"It all depends on when you bought your shares" works better as a summation of "Are you making money" than it does on "summing it up on dilution". The price you paid doesn't really change the question of whether a particular dilution is good for shareholders or not. It may affect whether the improvement puts you in the green, but you get the same percentage changes regardless of the price you pay:
If, as has happened over the last two and a half years, AFFO rises from 9 cents (post-split) in 1Q2010 to 32 cents, the price you paid doesn't change the 3.5x increase in AFFO or the 2.8x increase in shares (from 25M shares to 70M shares). Either way the gain exceeded the dilution.
If, as has happened since RAS resumed to paying a quarterly dividend in 2Q2011, the dividend has rises 2.5x (from 6 cents to 15 cents) but the share count has risen only 1.8x (from 38M to 70M), the price you paid doesn't change the the fact that the dividend increase exceeds the dilution.
If, as has happened since December, the dividend has risen 66% (from 9 cents to 15 cents) but the share count has only increased 37% (from 51M shares to 70M shares, the price you paid doesn't change the fact that the dividend increase is almost twice as great as the dilution.
I guess what I meant to say was one's perception of dilution is colored by when they bought their shares. I bought my shares at prices lower than the prices of the secondaries and therefore I was happy the company was able to raise capital that is accretive to earnings at "high" prices. "High prices" are a relative thing too.
If one bought their shares in early 2007 and held on, one is probably not the happiest:-)
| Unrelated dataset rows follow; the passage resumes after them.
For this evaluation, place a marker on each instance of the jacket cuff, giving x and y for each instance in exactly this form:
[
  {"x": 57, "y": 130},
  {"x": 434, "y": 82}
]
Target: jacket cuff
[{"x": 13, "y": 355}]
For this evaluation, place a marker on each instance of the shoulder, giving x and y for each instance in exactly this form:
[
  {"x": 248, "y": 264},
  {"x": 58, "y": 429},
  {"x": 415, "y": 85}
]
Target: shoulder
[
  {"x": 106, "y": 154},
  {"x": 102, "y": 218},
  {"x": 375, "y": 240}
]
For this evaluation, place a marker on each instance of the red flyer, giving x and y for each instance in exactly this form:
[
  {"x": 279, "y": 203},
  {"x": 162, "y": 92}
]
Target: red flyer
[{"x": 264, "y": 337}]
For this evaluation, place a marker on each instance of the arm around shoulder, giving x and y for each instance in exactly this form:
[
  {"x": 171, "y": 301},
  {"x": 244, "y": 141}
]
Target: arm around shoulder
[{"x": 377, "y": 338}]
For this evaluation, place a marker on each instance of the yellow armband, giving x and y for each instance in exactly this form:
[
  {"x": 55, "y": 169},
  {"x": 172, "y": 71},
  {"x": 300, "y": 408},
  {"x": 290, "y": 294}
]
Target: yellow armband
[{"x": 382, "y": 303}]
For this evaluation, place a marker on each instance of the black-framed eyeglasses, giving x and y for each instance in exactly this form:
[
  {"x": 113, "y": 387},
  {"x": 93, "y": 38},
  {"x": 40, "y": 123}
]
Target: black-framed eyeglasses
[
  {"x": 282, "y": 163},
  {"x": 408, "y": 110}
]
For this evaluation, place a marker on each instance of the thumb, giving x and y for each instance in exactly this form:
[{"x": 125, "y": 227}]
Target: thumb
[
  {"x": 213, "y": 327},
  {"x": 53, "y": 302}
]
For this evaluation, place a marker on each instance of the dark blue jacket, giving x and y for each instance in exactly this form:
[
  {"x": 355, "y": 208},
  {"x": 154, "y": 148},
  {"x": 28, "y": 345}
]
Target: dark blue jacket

Not really! I'm not saying they are but if all things were equal dilution over last 3yrs
is close to 400% [including cv bond shares]. Theoretically stock price would be
quadruple. But that's not the issue. Despite df's opinion capital raise was done
unfairly & cost shareholders dearly.
The fact capital raise as necessary is one thing, the way it was sneakily done
is another. That's my opinion,d f stubbornly challenges it. Well,I guess that's what makes
.horseracing. Who's right? Me of course.
And its NOT my opinion. RAS earnings and dividends have measurably improved by larger percentages than the dilutions.
Short term results have been more mixed. RAS has gone up after some of its offerings but has more likely to go down in the short term. The same is true for NCT, NRF, ABR, RSO, etc. The price usually falls more or less in line with the discount built into the price of the secondary and they goes back up after some interval.
By the way, I looked at NYNY. The approach they took was a reasonable one if you don't need to raise a lot of money, you don't need the money to take advantage of pending opportunities sooner rather than later, and you have a single dominant shareholder who is willing to buy into it. It worked as a fundraiser for NYNY because all of those things were true AND they were selling the rights at a fraction of the price the stock was trading at. While the approach was good in the short term, it remains to be seen if it will be good in the long term, especially if they squander the money on political advertising for a referendum, as appears to be the case. Not something I'd buy, but it may work better than I think. Good luck.